It is difficult to know, I honestly do not know because it is not enough to discover a good grower you must also take into account the fashion trends.2. What are your thoughts on the oak / no-oak Motions Motions for Bordeaux wines?There are great wines that are oaked and great wines that are not. It is again a matter of personal taste.3. What are your thoughts on the worldwide impact of consultants wine from Bordeaux and the wines That They create? Do you think there is an emerging international style of wine?

Unfortunately, yes. There is actually a standardization of wines and we are strongly opposed to it. We want to give free expression of terroir of our properties through authentic varieties.

4. What changes in wine-making do you think we will see in Bordeaux in the next 10 years? What important trends, processes, etc. we should expect to see?

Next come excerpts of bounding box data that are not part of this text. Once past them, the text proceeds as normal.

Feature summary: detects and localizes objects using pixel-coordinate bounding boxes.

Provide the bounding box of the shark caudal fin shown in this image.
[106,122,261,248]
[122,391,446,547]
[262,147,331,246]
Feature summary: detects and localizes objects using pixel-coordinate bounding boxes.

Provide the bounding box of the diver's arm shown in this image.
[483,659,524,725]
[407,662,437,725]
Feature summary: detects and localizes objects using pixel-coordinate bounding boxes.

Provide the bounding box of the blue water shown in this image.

I think we will see two main phenomena: a return on fruit wines and a tendency for less alcoholic wines. The return on fruit involves breeding with very little heat, but this is opposed to the marketing of vegetables. The decrease in alcoholic involves a rebalancing in the proportion of grapes during assembly, such as an increase of Cabernet Sauvignon and Cabernet Franc and Merlot reduction. My hope is to keep our originality in the future, terroir and grape authentic

5. What effect do you think the organic, biodynamic, and natural wine movements will be Have Bordeaux wines, if any?

This is a trend that the duration of and intensity of we can not predict. Winemakers who convert to organic farming are not always convinced of the values of it but are doing it for economic reasons. Even if it is possible to produce an organic wine, this represents great difficulties in some vineyards, with serious consequences for the harvest.
I’m all for rational control, it is done in all our vineyards. We use the minimum dose and thoughtful treatment, we preserve the agricultural environment, we soil maintenance and fertilization, we treat effluents and waste management clients.
We would like to thank Mr. Garcion for his time and generous answers.  If there is a wine mentioned in this interview that you would like to try – please contact me at cody@rooftopcellars.com and I will try and find it for you.

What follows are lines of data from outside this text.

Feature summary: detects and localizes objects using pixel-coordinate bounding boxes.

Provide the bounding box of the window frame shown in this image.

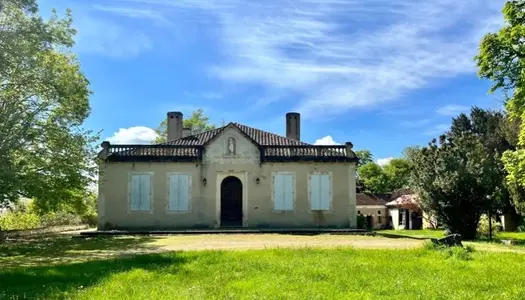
[127,172,155,214]
[271,171,297,212]
[166,172,193,214]
[306,171,334,213]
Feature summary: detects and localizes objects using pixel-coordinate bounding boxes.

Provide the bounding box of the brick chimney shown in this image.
[182,127,191,137]
[286,112,301,141]
[168,111,183,141]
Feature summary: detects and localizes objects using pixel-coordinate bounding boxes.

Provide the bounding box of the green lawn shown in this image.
[377,229,445,238]
[378,229,525,242]
[0,240,525,300]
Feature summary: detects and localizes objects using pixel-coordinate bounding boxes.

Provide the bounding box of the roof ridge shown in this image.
[231,122,315,146]
[161,125,227,145]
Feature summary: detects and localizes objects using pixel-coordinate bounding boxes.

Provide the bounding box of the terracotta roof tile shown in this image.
[166,123,310,146]
[356,193,387,205]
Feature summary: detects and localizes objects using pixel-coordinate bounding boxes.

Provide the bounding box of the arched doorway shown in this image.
[221,176,242,227]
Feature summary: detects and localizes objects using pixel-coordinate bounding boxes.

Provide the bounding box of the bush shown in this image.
[0,211,40,230]
[477,215,501,238]
[82,212,98,227]
[40,212,82,227]
[357,215,367,229]
[425,241,475,260]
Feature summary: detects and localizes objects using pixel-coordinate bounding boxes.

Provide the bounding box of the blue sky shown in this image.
[40,0,504,162]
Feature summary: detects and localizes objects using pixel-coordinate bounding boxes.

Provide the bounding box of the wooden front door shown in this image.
[221,176,242,227]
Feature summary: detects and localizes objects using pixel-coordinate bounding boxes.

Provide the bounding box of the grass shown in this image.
[378,229,525,242]
[0,249,525,300]
[378,229,445,238]
[0,236,525,300]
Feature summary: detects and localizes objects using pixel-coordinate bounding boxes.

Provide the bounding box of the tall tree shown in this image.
[0,0,97,209]
[410,134,501,239]
[358,162,389,193]
[475,0,525,214]
[154,108,215,144]
[448,107,520,218]
[355,149,374,166]
[383,158,410,192]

The Insider’s Guide to Bordeaux – Wine-Making: Richard Curty

This is an installment of our Insider’s Guide to Bordeaux.  It is a series of interviews of people who live in Bordeaux providing their thoughts and tips on the wines, the city, and the food.

This interview was with Mr. Richard Curty the Wine Director of Ch. Parenchere.  He is a graduated oenologist and the wine-maker at Ch. Parenchere. You can visit him on facebook.

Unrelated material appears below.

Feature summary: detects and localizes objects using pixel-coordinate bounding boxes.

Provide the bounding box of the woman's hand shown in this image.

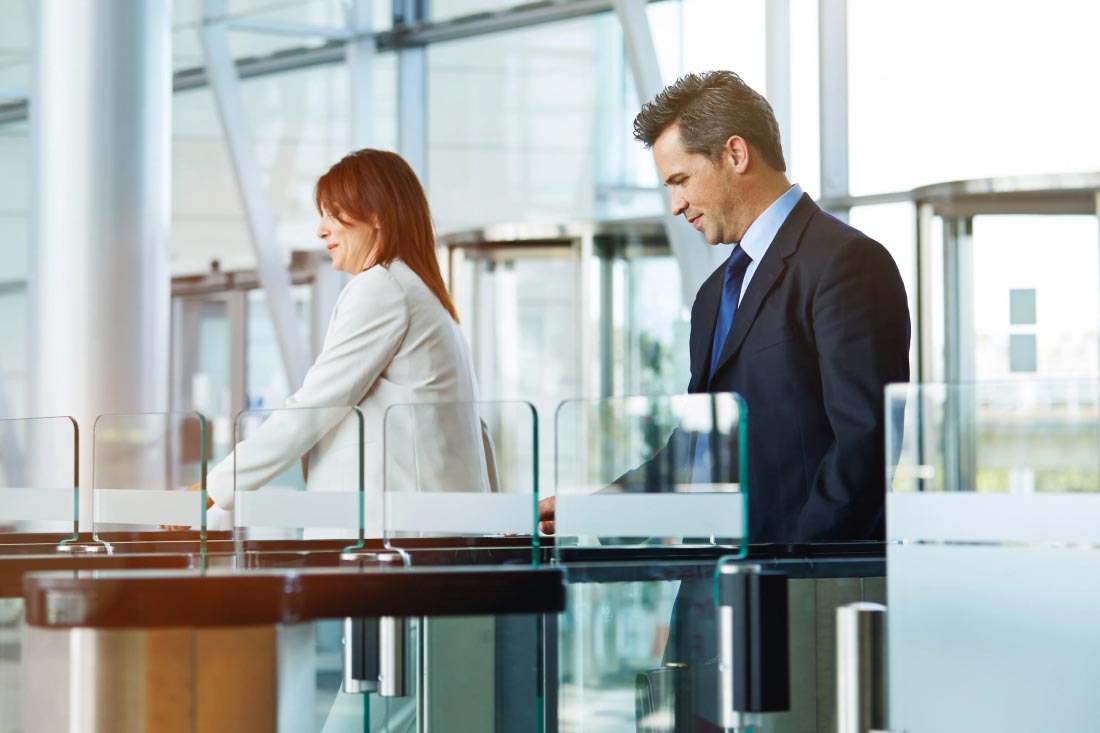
[539,496,554,535]
[161,481,213,532]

We interviewed him about his thoughts on wine-making in Bordeaux.

1. Which young wine-maker (or wine-makers) in Bordeaux will we be hearing about a lot about over the next 10-15 years?

Beside me I don’t know ! 😉

No, honestly I don’t like highlighting someone as I am very well placed to know that the quality of a wine does not rely on just one person. I have been consultant for 15 years in various estates and I have never known if the wines of my customers were good because they were listening to me or on the opposite because they didn’t follow my directions!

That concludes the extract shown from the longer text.